When I do a asetkey list, I see the key and checksum, and can see the new
file /usr/afs/etc/KeyFile.
I then followed the guidance at twiki, specifically:
"Create a user ("joe/admin" in this example) using the appropriate kadmin
utility with your KerberosV distribution. Set a secure password, and note
that setting Kerberos admin rights for this user does not affect his AFS
rights. Please note, that "joe/admin@REALM" is KerberosV notation and
that KerberosIV? is using "joe.admin@REALM". As AFS is based on
KerberosIV?, you should specify "joe.admin@REALM" or just "joe.admin". (I
did this mistake recently and for days was hunting for an explanation,
why while having valid tickets, valid AFS tokens with proper kvno (key
version number as the one in Kerberos KDC) fileserver, ptserver and
bosserver complain about my AFS token being invalid. Yes, I had in
the /usr/(afs|vice)/etc/UserList file "joe/admin@REALM"). In
OpenAFS-1.2.8, you can possibly enable Kerbero5 syntax for usernames (See
this message to openafs-devel)"
I tried with the / for the instance separator and with the .

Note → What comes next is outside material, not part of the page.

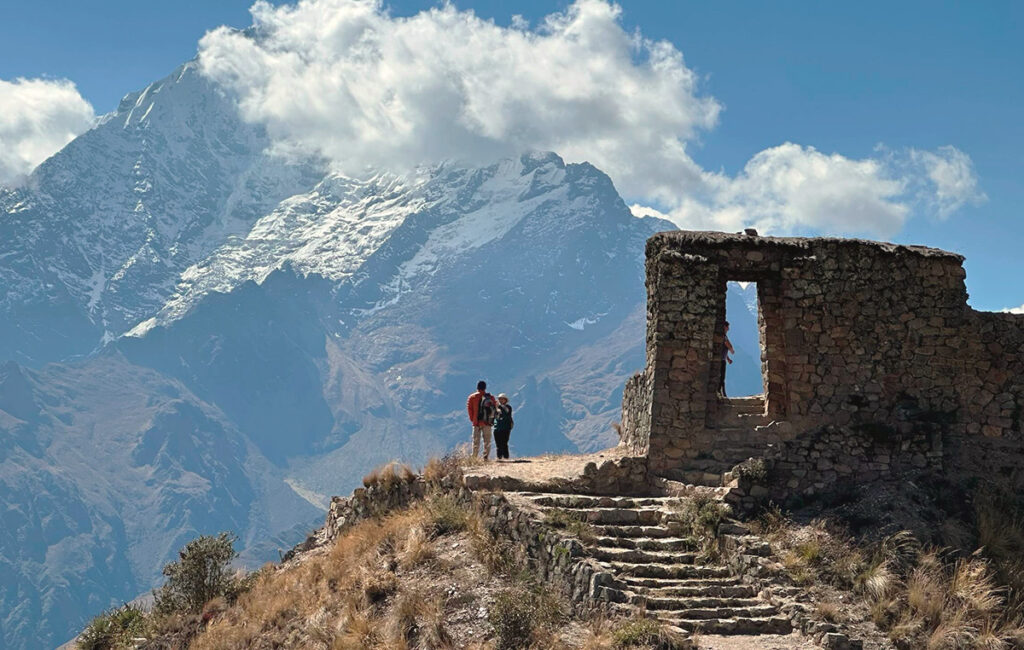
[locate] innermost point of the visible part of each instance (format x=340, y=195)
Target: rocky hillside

When I do an aklog -d, it seems to want the joe.admin form, so left it at
that.
then did
pts createuser -name joe.admin -cell greekmythology.com -noauth
pts adduser joe.admin system:administrators -cell -noauth
(with my names of course)
# ./pts membership adam.admin -cell dummy.org -noauth
Groups adam.admin (id: 1) is a member of:
system:administrators
and then
bos restart <machine name> -all -cell <cell name> -noauth
I also followed along in the Quick Start Guide for this part and saw that
it was pretty similar.
So now I authenticate as the admin user (adam/admin in my case), klist
shows the tgt. Then I just run:
# aklog
(I don't need any modifiers/options on the command line?)
That gives me:
aklog: unable to obtain tokens for cell dummy.org (status: 11862791).
So I tried:
# aklog -d
which gives me:
Authenticating to cell dummy.org (server zeus).
We've deduced that we need to authenticate to realm DUMMY.ORG.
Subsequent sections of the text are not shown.